Of the block polymer finally obtained, the molar ratio occupied by the first monomer segment used in Step 1 is preferably 0.5 mol% or more from the viewpoint of improving the adsorptivity of the block polymer to the solid surface, 1 mol% or more is more preferable, 2 mol% or more is further preferable, 3 mol% or more is more preferable, 5 mol% or more is further more preferable, and 95 mol% from the viewpoint of solubility when a block polymer is used as a surface treatment agent. The following is preferable, 80 mol% or less is more preferable, 50 mol% or less is further preferable, 30 mol% or less is further preferable, and 20 mol% or less is still more preferable.
In addition, in the finally obtained block polymer, the molar ratio of the first monomer segment used in step 1 and the second monomer segment used in step 4 is preferably 50 mol% or more, and more than 70 mol%. Is more preferable, 80 mol% or more is more preferable, 100 mol% or less is preferable, and 100 mol% may be sufficient.

  In addition, the block polymer finally obtained includes the first monomer segment used in step 1 and the second monomer segment used in step 4 to the extent that the effect of the block polymer of the present invention is not hindered. A third monomer can be included. Examples of the third monomer include monomers that can be polymerized with the first monomer and / or the second monomer by a method other than radical polymerization. The third monomer may be the same monomer or a combination of two or more different monomers. The molar ratio of the third monomer contained in the finally obtained block polymer is preferably 50 mol% or less, more preferably 30 mol%, further preferably 20 mol%, and still more preferably 0 mol%.

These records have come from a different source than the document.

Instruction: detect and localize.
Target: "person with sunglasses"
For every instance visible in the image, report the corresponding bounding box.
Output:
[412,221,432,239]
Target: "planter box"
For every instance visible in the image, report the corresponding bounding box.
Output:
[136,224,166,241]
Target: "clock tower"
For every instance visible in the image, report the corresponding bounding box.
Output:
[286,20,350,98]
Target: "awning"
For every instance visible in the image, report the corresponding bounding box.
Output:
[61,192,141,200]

<Surface treatment method>
The present invention provides a surface treatment method for a solid surface, wherein the solid surface is brought into contact with a treatment agent (hereinafter, treatment agent A) containing the block polymer obtained by the present invention, preferably a betainized polymer.
Here, the “solid” of the “solid surface” is not particularly limited, and glass, ceramic, porcelain, glazed, tile, ceramics; metals such as aluminum, stainless steel, brass; polyethylene, polypropylene, melamine resin, polyamide resin, ABS Synthetic resins such as resin and FRP; natural fibers such as cotton, silk and wool; synthetic fibers such as polyester, nylon and rayon; solids such as hair, nails and teeth.
Suitable solid surfaces to which the treatment agent A can be applied include a hydrophobic hard surface, and one or more hydrophobic hard surfaces selected from ceramics, metals, and synthetic resins. In the present invention, the hydrophobic hard surface means that the static contact angle to water exceeds 70 °, and the hydrophilic hard surface means 70 ° or less. In addition, a static contact angle can be measured by the method as described in an Example.
The treating agent A is preferably an aqueous solution from the viewpoint of handling stability.

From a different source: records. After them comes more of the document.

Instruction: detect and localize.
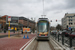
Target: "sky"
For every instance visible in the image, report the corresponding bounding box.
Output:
[0,0,75,26]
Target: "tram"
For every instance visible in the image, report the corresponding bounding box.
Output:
[37,18,50,40]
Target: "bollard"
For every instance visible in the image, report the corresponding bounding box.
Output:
[58,34,59,42]
[69,37,72,48]
[62,32,65,45]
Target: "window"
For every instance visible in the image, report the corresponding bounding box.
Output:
[71,23,73,25]
[69,23,73,25]
[69,23,70,25]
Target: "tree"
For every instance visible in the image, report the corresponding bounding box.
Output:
[56,24,62,30]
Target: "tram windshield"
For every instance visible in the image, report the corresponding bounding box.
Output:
[38,23,48,32]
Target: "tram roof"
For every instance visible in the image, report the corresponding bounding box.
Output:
[38,18,48,21]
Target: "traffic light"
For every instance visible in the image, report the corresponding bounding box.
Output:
[56,19,57,22]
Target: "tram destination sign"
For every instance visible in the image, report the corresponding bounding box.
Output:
[40,21,47,22]
[6,16,19,25]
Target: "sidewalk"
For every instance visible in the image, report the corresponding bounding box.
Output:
[0,31,21,36]
[0,34,36,50]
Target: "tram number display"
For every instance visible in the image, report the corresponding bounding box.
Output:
[40,21,47,22]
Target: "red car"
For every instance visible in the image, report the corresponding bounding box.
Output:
[69,32,75,38]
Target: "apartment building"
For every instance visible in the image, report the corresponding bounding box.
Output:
[62,13,75,30]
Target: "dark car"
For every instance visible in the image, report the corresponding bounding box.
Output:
[69,32,75,38]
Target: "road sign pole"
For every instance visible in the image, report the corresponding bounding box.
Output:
[8,21,10,38]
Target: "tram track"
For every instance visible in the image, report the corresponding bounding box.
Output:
[34,40,54,50]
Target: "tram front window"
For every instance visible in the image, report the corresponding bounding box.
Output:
[38,23,47,32]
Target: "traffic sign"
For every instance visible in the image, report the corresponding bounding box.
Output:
[8,16,11,21]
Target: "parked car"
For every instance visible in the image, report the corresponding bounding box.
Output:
[62,30,71,37]
[69,32,75,38]
[51,30,57,35]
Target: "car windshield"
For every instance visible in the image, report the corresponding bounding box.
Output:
[38,23,48,32]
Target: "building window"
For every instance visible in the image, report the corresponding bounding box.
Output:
[71,23,73,25]
[69,19,72,21]
[69,23,70,25]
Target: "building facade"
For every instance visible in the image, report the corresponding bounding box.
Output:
[0,15,35,29]
[62,13,75,30]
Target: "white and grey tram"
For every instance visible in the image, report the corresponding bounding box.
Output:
[37,18,50,40]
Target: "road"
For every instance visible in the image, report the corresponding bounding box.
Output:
[36,41,51,50]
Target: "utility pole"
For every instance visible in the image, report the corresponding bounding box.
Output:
[41,0,46,18]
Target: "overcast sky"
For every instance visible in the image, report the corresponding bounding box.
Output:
[0,0,75,26]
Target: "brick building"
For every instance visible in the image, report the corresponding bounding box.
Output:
[0,15,35,29]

The method for contacting the solid surface with the treatment agent A is not particularly limited. For example, the following methods (i) to (iii) may be mentioned.
(I) Method of immersing the solid in the treatment agent A (ii) Method of spraying or applying the treatment agent A to the solid (iii) Method of washing the solid surface with the treatment agent A according to a conventional method Solid surface is hydrophilic with the treatment agent A The temperature for the chemical treatment is preferably 5 ° C. or higher, more preferably 10 ° C. or higher, more preferably 15 ° C. or higher, from the viewpoint of enhancing the hydrophilization performance of the processing agent A and the ease of the processing method. 50 ° C. or lower, more preferably 40 ° C. or lower, more preferably 30 ° C. or lower.
In the method (i), the immersion time is preferably 0.5 minutes or more, more preferably 1 minute or more, and preferably 60 minutes from the viewpoint of enhancing the hydrophilization performance of the treatment agent A and from the viewpoint of economy. Min or less, more preferably 50 min or less.
In the method (ii), the method of spraying or applying the treatment agent A onto the solid surface can be appropriately selected according to the width (area) of the hard surface. A method is preferred in which the treatment agent A is sprayed onto the solid surface by spraying and then dried. If necessary, rinse with water after spraying. Further, after spraying, it may be thinly applied using a sponge or the like.
The amount of the treatment agent A sprayed or applied to the solid surface is preferably 0.01 mL or more and 0.1 mL or less per 10 cm ^{2 in} the case of the treatment agent A having a polymer content of 0.3% by mass, for example. is there.
In the method (iii), it is preferably used in the form of a detergent composition containing the polymer obtained by the present invention and a surfactant and brought into contact with a solid surface. In the case of the form of such a detergent composition, the pH is preferably 4 or more, preferably 10 or less, more preferably 8 or less, from the viewpoint of handling safety and prevention of damage to the solid surface.
A general thing can be used as surfactant.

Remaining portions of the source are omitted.